Mid-size Drugs Based on Peptides and Peptidomimetics by Hirokazu Tamamura Takuya Kobayakawa & Nami Ohashi

Mid-size Drugs Based on Peptides and Peptidomimetics by Hirokazu Tamamura Takuya Kobayakawa & Nami Ohashi

Author:Hirokazu Tamamura, Takuya Kobayakawa & Nami Ohashi
Language: eng
Format: epub
Publisher: Springer Singapore, Singapore


The HIV-1 replication mechanism involving the dynamic supramolecular mechanism at the HIV entry and fusion steps has been elucidated and is shown in Fig. 3.1. At first, an HIV envelope protein, gp120, interacts with a cellular surface protein, CD4. This phenomenon causes a conformational change in gp120 and its subsequent binding to the cellular receptors, chemokine receptors such as CCR5 (Alkhatib et al. 1996; Choe et al. 1996; Deng et al. 1996; Dragic et al. 1996) and CXCR4 (Feng et al. 1996). CCR5 and CXCR4 are the main coreceptors used for the entry of macrophage-tropic (R5-) and T cell line-tropic (X4-) HIV-1, respectively. This binding triggers the exposure of another envelope protein, gp41, and the penetration of its N-terminus into the cell membrane, followed by the formation of the trimer-of-hairpins structure of gp41, which causes fusion of HIV to the cell membrane, completing the infection process (Chan and Kim 1998). The identification of this dynamic molecular machinery has encouraged us to develop new inhibitors which suppress HIVentry and/or fusion targeting the receptors, CD4, CCR5, and CXCR4, and the viral proteins, gp120 and gp41.

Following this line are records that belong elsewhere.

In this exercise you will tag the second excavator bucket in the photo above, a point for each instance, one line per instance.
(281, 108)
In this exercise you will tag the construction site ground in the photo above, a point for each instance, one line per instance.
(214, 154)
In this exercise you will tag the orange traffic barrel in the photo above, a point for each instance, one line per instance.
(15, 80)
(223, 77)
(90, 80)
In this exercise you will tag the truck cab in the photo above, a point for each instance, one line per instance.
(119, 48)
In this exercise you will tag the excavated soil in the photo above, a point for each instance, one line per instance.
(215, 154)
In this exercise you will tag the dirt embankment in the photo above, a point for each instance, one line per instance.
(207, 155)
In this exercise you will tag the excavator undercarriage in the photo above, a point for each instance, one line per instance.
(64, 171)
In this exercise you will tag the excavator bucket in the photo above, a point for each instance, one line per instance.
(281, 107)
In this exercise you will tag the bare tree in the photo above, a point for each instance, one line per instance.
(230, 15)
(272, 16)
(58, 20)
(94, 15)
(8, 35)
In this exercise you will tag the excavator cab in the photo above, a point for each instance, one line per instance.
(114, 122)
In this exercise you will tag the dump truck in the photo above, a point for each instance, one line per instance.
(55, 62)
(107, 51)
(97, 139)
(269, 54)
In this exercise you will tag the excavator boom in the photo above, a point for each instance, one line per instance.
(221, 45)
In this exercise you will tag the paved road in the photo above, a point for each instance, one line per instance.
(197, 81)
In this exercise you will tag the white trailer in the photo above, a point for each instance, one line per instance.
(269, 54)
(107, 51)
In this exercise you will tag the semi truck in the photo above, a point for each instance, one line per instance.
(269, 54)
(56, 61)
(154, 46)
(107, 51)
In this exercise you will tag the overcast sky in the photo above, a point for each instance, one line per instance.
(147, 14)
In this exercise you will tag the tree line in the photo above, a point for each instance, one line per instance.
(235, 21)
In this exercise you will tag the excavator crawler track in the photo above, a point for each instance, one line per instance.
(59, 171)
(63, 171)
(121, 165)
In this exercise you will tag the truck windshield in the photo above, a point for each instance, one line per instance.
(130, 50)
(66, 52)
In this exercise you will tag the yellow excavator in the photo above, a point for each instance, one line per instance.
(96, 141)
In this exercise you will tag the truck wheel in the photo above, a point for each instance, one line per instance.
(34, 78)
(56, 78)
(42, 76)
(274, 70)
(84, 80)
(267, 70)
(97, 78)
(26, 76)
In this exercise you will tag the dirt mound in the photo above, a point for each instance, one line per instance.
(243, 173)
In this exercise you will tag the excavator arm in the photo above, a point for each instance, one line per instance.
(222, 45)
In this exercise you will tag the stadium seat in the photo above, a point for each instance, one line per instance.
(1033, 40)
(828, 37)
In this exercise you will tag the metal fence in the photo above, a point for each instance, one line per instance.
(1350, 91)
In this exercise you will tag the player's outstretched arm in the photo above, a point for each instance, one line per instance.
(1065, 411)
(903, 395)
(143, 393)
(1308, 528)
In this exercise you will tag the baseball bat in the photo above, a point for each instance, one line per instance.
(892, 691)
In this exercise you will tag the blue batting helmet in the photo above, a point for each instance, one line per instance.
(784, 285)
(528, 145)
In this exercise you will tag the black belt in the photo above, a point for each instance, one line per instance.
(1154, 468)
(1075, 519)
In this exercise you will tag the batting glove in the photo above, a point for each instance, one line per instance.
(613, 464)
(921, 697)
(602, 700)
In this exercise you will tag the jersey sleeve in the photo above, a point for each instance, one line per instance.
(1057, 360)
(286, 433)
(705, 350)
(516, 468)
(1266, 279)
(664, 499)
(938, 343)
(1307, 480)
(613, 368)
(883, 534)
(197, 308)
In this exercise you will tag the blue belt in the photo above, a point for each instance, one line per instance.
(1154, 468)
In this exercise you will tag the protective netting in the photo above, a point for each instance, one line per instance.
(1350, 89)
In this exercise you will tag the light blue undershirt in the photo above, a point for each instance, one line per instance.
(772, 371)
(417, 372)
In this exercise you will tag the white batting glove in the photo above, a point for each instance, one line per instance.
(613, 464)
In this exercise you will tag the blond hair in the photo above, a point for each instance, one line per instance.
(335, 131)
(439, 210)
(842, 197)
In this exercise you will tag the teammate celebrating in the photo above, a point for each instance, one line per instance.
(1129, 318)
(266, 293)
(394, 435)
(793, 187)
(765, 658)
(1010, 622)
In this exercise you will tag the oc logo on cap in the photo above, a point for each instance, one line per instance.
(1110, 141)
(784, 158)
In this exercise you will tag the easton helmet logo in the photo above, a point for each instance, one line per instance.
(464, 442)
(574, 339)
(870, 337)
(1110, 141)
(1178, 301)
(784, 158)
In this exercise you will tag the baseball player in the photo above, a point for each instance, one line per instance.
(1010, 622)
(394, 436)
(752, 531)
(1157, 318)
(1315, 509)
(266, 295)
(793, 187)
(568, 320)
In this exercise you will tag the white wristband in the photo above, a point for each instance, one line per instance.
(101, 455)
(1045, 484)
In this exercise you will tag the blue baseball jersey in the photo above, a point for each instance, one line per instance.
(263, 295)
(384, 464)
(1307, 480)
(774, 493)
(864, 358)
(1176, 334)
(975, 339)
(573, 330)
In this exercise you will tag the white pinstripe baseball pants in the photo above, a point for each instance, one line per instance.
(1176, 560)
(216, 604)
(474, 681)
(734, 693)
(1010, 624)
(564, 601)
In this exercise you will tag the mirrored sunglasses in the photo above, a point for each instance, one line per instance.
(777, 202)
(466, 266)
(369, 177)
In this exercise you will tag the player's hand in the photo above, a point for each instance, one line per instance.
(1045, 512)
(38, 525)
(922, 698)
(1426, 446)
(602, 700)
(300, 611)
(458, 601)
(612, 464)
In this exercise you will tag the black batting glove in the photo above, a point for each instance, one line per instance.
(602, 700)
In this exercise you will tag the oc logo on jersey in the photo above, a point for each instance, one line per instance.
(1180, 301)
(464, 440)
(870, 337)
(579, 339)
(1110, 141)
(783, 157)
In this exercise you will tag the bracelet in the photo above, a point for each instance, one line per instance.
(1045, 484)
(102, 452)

The first “fusion inhibitor”, enfuvirtide (fuzeon/T-20) (Roche/Trimeris), was approved by the Food and Drug Administration (FDA) in 2003 to treat patients with advanced HIV in combination with other anti-HIV drugs (Wild et al. 1993). A CCR5 coreceptor antagonist, maraviroc (Pfizer), was approved by the FDA in 2007 for use in combination with other anti-HIV drugs as an entry inhibitor for the treatment of patients infected with R5-HIV-1 (Walker et al. 2005). In 2007, the FDA approved the first “integrase inhibitor”, raltegravir (Isentress) (Merck Sharp & Dohme Corp.) (Cahn and Sued 2007; Grinsztejn et al. 2007). Subsequently, elvitegravir (Gilead Sciences, Inc./JT) was approved by the FDA in 2012 as an integrase inhibitor for use in patients starting treatment of HIV infection for the first time (Shimura et al. 2008; Sax et al. 2012). In 2013, dolutegravir (Shionogi/GSK) was also approved by the FDA as an integrase inhibitor, which has been marketed as Tivicay (Raffi et al. 2013). This book adopts CXCR4 antagonists, integrase inhibitors, vaccines/fusion inhibitors, CD4 mimics, and matrix/capsid fragment peptides, which include our research.